Besonders für Mertesacker war das Israel-Spiel undankbar. Es lag in Löws Absicht, ihm Spielpraxis zu verschaffen und Wettkampfhärte zu verpassen. Aber zumindest Letzteres ging daneben. Der Arsenal-Profi wurde überhaupt nicht gefordert. Ob sich Mertesacker wirklich in einer turniertauglichen Verfassung befindet? Zweifel bleiben. Es war bezeichnend an diesem nassen Abend von Leipzig, dass der ehemalige Werder-Profi der einzige deutsche Spieler war, der sich nach Abpfiff anständig vom Publikum verabschiedete.

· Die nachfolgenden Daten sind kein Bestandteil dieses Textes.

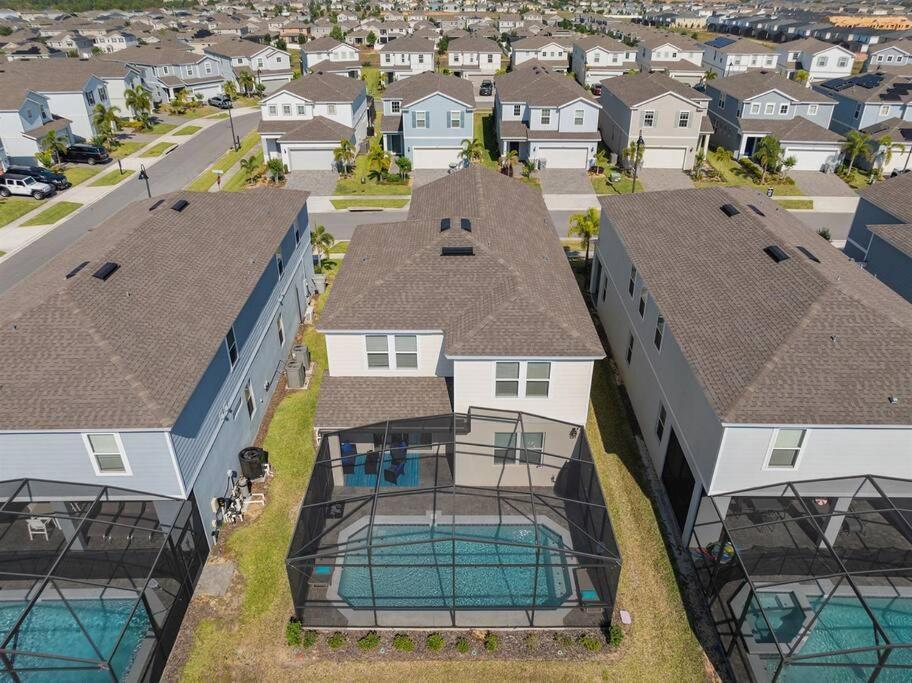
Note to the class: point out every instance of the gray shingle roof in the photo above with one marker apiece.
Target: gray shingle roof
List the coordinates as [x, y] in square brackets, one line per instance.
[516, 296]
[758, 334]
[129, 352]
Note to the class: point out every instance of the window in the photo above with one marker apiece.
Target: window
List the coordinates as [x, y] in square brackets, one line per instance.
[538, 377]
[107, 454]
[786, 447]
[406, 351]
[506, 379]
[377, 351]
[231, 346]
[660, 423]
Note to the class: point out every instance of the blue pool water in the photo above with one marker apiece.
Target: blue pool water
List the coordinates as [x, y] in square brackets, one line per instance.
[423, 584]
[50, 628]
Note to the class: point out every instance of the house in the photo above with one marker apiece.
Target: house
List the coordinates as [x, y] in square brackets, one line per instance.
[474, 58]
[303, 122]
[426, 118]
[727, 56]
[167, 388]
[546, 117]
[749, 106]
[406, 57]
[554, 52]
[268, 65]
[596, 58]
[670, 117]
[428, 315]
[822, 61]
[716, 302]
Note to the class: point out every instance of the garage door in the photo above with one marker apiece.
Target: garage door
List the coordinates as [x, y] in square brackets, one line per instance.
[556, 157]
[664, 157]
[435, 157]
[310, 159]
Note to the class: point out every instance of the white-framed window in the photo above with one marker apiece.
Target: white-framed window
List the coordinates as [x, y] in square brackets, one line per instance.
[107, 454]
[785, 448]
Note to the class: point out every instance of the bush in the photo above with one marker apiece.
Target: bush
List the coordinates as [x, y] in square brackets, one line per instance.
[337, 640]
[435, 642]
[403, 642]
[369, 640]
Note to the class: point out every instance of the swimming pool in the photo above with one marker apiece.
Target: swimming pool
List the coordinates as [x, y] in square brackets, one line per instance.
[422, 584]
[50, 628]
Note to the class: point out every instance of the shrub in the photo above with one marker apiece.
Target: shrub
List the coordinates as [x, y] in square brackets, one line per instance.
[337, 640]
[369, 640]
[435, 642]
[403, 642]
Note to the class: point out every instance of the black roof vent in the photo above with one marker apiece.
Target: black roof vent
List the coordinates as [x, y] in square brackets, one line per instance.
[457, 251]
[106, 271]
[75, 270]
[775, 252]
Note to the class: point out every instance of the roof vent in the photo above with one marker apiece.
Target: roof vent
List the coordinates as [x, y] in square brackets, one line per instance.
[775, 252]
[106, 271]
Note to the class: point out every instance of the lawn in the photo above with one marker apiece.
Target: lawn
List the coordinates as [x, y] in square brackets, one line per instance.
[112, 178]
[15, 207]
[369, 203]
[227, 160]
[53, 213]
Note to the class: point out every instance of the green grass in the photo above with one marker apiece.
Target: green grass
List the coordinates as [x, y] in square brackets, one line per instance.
[79, 174]
[227, 160]
[369, 203]
[53, 213]
[15, 207]
[112, 178]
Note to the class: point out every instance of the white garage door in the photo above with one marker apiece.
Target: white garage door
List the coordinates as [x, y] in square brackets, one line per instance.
[310, 159]
[558, 157]
[664, 157]
[435, 157]
[810, 159]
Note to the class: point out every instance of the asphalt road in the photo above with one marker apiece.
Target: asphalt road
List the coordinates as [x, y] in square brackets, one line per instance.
[172, 173]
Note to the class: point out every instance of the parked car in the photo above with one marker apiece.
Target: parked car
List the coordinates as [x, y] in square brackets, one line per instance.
[24, 186]
[221, 101]
[81, 153]
[42, 175]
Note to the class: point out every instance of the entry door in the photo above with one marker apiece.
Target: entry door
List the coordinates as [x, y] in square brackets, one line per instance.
[678, 480]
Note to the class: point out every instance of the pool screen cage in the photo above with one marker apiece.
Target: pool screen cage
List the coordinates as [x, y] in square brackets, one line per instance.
[486, 518]
[94, 580]
[811, 580]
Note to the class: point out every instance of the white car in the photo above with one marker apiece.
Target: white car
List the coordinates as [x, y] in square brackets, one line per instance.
[25, 186]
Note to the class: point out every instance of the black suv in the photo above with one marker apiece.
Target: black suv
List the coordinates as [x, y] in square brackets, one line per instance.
[86, 154]
[58, 180]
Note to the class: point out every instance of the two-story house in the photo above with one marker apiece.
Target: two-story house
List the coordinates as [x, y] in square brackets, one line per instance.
[752, 352]
[822, 61]
[726, 56]
[303, 122]
[426, 118]
[268, 65]
[596, 58]
[406, 57]
[330, 56]
[468, 303]
[474, 58]
[158, 390]
[750, 106]
[668, 115]
[546, 117]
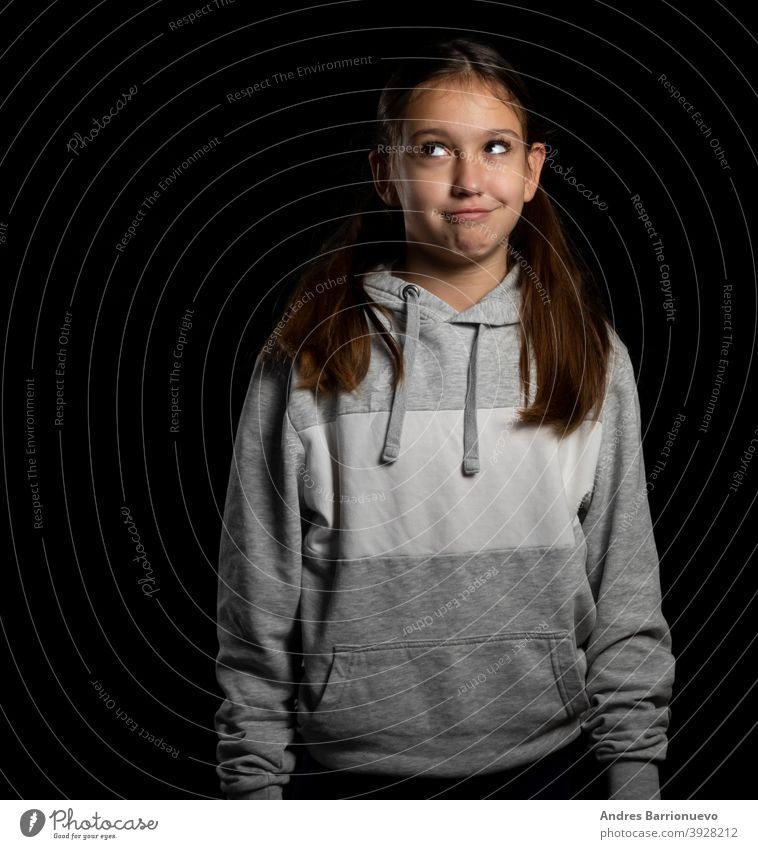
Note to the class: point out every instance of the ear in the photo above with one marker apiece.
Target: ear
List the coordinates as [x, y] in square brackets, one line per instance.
[383, 182]
[534, 161]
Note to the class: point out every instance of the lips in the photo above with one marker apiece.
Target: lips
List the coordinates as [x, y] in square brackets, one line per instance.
[468, 214]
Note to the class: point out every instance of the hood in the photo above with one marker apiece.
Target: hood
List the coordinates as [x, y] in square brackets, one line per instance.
[498, 307]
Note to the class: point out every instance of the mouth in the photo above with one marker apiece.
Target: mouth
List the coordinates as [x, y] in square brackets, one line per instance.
[468, 214]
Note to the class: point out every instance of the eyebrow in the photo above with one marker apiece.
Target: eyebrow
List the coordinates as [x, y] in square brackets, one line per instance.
[440, 131]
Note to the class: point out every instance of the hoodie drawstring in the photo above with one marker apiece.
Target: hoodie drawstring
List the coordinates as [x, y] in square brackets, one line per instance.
[391, 451]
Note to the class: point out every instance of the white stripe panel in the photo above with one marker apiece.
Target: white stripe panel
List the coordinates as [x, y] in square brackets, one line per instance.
[526, 494]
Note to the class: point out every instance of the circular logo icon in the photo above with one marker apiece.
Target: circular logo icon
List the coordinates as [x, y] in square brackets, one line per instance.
[32, 822]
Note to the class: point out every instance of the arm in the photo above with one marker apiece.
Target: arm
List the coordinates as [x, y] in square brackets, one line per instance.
[258, 664]
[630, 667]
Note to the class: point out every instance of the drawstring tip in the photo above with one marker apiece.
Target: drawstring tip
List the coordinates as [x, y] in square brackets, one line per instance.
[390, 453]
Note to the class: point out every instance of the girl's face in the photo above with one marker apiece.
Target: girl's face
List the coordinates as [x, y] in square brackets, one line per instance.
[462, 174]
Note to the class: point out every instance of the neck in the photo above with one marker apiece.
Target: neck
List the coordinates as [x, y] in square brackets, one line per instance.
[460, 285]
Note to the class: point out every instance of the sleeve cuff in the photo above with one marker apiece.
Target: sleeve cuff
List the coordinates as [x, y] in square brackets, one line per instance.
[629, 779]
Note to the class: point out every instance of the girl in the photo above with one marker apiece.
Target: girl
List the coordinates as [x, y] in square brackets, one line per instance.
[437, 572]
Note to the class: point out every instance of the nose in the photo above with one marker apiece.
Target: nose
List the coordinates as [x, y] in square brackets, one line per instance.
[468, 177]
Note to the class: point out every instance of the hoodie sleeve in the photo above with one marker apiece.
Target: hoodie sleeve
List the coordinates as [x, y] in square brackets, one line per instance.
[259, 660]
[630, 667]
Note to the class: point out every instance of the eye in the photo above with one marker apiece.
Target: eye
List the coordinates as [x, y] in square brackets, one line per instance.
[428, 148]
[500, 143]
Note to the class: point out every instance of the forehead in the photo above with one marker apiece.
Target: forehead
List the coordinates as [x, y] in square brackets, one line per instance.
[462, 107]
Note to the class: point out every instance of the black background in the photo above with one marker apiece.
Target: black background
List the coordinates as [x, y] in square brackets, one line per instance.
[225, 238]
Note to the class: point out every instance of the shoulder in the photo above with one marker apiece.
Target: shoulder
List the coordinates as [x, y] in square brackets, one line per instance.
[621, 398]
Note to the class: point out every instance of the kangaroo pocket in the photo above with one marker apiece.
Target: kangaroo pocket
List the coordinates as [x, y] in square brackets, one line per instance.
[483, 701]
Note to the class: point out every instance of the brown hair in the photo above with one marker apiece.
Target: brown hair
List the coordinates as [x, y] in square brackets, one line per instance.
[563, 320]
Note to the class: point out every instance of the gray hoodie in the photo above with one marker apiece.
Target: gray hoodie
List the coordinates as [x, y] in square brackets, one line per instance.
[413, 583]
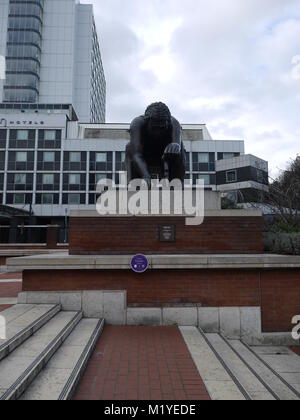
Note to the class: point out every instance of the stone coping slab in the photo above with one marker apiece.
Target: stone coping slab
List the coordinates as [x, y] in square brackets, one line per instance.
[156, 262]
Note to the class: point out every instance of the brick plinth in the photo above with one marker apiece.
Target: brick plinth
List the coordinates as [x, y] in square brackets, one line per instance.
[130, 235]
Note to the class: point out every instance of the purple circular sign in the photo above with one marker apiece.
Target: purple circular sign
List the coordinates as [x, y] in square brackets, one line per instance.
[139, 263]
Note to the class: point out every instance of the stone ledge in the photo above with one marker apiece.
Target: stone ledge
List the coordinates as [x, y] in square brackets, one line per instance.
[156, 262]
[208, 213]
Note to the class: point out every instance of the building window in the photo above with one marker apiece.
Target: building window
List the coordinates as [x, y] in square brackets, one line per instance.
[74, 179]
[47, 199]
[22, 134]
[19, 199]
[49, 157]
[21, 157]
[75, 157]
[20, 179]
[101, 157]
[228, 155]
[74, 199]
[231, 176]
[48, 179]
[50, 135]
[203, 157]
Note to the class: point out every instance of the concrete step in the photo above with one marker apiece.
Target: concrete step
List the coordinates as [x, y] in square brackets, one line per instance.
[58, 380]
[276, 384]
[22, 366]
[250, 384]
[22, 321]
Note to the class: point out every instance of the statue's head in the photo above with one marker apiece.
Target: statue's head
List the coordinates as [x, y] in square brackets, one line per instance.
[158, 117]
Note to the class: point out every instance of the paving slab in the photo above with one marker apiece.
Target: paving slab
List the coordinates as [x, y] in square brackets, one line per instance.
[14, 365]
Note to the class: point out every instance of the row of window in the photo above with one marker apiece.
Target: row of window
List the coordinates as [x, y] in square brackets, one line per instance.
[74, 157]
[46, 199]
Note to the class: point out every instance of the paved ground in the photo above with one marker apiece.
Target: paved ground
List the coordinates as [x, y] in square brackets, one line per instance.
[296, 350]
[10, 287]
[141, 363]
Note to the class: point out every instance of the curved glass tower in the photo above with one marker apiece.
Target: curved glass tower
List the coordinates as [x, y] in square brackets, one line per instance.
[23, 55]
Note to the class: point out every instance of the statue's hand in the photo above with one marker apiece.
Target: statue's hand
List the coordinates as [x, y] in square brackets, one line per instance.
[172, 152]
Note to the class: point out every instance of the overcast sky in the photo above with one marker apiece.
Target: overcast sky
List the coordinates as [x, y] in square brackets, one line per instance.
[232, 64]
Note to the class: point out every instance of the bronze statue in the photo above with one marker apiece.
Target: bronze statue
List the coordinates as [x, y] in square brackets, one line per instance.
[155, 149]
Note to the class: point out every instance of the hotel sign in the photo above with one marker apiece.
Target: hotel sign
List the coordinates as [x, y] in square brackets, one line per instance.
[7, 123]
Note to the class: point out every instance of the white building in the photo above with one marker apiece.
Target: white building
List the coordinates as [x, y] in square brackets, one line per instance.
[52, 56]
[52, 162]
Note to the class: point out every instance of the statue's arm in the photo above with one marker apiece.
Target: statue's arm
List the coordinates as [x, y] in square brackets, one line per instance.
[136, 146]
[173, 150]
[176, 131]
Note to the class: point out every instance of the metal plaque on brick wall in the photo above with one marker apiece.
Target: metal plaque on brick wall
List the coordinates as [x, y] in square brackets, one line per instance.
[167, 233]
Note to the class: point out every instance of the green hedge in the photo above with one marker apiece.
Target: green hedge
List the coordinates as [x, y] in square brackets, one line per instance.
[282, 243]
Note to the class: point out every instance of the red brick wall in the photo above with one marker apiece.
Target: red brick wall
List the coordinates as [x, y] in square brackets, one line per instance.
[276, 291]
[280, 299]
[108, 235]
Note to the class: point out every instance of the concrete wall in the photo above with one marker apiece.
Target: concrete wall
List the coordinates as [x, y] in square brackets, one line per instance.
[232, 322]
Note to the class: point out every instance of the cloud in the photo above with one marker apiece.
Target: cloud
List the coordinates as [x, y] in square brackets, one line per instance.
[234, 65]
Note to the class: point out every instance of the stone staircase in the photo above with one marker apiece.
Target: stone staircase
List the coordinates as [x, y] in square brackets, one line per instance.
[233, 370]
[45, 351]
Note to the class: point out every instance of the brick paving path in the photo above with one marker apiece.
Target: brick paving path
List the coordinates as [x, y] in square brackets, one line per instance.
[141, 363]
[4, 276]
[10, 290]
[3, 307]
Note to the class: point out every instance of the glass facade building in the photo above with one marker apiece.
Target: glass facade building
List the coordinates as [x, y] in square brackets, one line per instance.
[52, 56]
[23, 55]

Die Zuschauer in der Red-Bull-Arena klatschten Mertesacker Beifall. Und der sog diesen förmlich in sich auf - weil er mehr als die anderen derzeit Zuspruch braucht. "Die Organisation in der Abwehr war schon besser, aber ein Schuss mehr Aggressivität muss schon sein." Der Bundestrainer sprach die Probleme hinterher direkt an. Der Zustand seiner Defensivabteilung bereitet auch Löw weiterhin Sorgen.
"Hauptsache gewonnen. Wir haben es immer noch geschafft, bis zum Turnier rechtzeitig fit zu werden. Wir haben eine sensationelle Qualität." Philipp Lahm klang nach dem Schlusspfiff ein bisschen so, als wolle er sich selbst Mut zusprechen. Wobei er ja auch nicht falsch liegt. Mario Gomez steht zum Beispiel für Qualität. Er trifft mittlerweile auch in der Nationalmannschaft regelmäßig. Gegen Israel erzielte er schon wieder ein Tor im DFB-Trikot. Gomez holt gegenüber dem gesetzten Miro Klose immer mehr auf. Das Rennen im Sturm scheint plötzlich offen. Auch André Schürrle ist ein gutes Beispiel für Qualität. Allerdings nur für eine, die von der Bank kommt. Sein Traumtor aus der 82. Minute stimmte die 43.000 Zuschauer versöhnlich. Der Leverkusener sorgte nach seiner Einwechslung (wieder mal) für viel Belebung. Lukas Podolski ist zwar auf links der Platzhirsch, aber auch er sollte gewarnt sein.
Am Ende schwappte sogar noch La Ola durch das Stadion. Die deutsche Mannschaft bekam davon aber nichts mehr mit. Und es wäre ihr wegen der wenig glanzvollen Leistung gegen Israel vermutlich auch ein wenig unangenehm gewesen. Lahm und Co. liefen fluchtartig in ihre Kabine. In Gedanken waren sie vermutlich schon bei ihrer ersten EM-Partie am übernächsten Sonnabend gegen Portugal. Der Trainer war noch nicht ganz so weit. Er beschäftigte sich immer noch mit dem gerade zu Ende gegangenen Spiel und versuchte, die Bedeutung des 2:0-Sieges richtig einzuordnen: "Ein bisschen Rückenwind nehmen wir schon mit", sagte er. Dann nahm der Bundestrainer einen Schluck Wasser. Bevor er im Dauerregen von Leipzig in die Nacht verschwand, sprach Joachim Löw einen letzten Satz: "Es steht jetzt noch viel Arbeit an." Er klang kämpferisch.